Aliyev s'appuie vraiment sur cette arménophobie et ces victoires sur l'Arménie pour renforcer sa position et son pouvoir en Azerbaïdjan. C'est une situation terrible. Je pense que l'Arménie fait de son mieux pour la combattre. Néanmoins, je pense que le monde occidental doit se rendre compte que les dictateurs comme Aliyev qui commettent des génocides ne s'arrêteront pas tant que quelqu'un ne les y obligera pas.

- Étant donné que les génocides sont généralement perpétrés par des États et leurs dirigeants, et compte tenu du principe impératif de non-ingérence dans les affaires intérieures des États, comment les génocides peuvent-ils être évités ou poursuivis, et quels sont les outils disponibles dans de tels cas ?
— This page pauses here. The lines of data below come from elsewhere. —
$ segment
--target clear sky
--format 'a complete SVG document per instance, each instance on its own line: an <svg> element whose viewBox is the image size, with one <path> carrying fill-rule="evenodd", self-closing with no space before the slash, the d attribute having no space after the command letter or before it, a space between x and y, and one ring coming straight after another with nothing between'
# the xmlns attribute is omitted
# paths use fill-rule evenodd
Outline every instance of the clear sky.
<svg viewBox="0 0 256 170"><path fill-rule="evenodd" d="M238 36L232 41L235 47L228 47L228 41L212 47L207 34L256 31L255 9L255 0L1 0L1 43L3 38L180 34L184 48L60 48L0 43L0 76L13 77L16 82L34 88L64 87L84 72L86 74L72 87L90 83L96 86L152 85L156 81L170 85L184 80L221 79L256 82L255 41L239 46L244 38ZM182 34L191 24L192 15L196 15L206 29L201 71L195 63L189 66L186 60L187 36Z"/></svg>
- Je pense que la responsabilité de protéger joue un rôle ici. Si l'Azerbaïdjan laisse entendre que les habitants de l'Artsakh sont en quelque sorte devenus une partie de l'Azerbaïdjan, s'il laisse entendre cela, alors il a fait une chose terrible et continue de faire un travail terrible en "protégeant" ses citoyens de cette manière. Et c'est la responsabilité de protéger qui entre en jeu lorsque l'État le démontre très clairement. Nous vivons une époque très difficile sur le plan international. Le monde change très rapidement, mais je pense que nous devrions continuer à utiliser ce langage. Le gouvernement d'Azerbaïdjan ne sert pas très bien ses citoyens. Il serait donc utile de souligner que la situation des droits de l'homme en Azerbaïdjan n'est pas très bonne. La faute de l'Occident est qu'il y a une conspiration du silence autour de l'Azerbaïdjan. Ils ne parlent pas ouvertement de l'Azerbaïdjan. Si n'importe quel autre pays de moindre importance stratégique pour l'Occident avait un dirigeant qui dirait des choses comme Aliyev ou le parlement azerbaïdjanais, telles que : "Les Arméniens sont la tumeur de l'Europe", cela susciterait l'indignation internationale dans les médias internationaux, dans les cercles diplomatiques, mais malheureusement, l'Azerbaïdjan semble avoir un statut spécial. Je pense qu'il est temps de mettre fin à cela, car il n'y aura pas de paix dans cette région. La situation est extrêmement instable en raison du comportement de l'Azerbaïdjan. Si le monde prend les mesures nécessaires, Aliyev se rendra compte qu'il est dans son intérêt de changer d'approche et de mener une politique étrangère différente à l'égard de l'Arménie.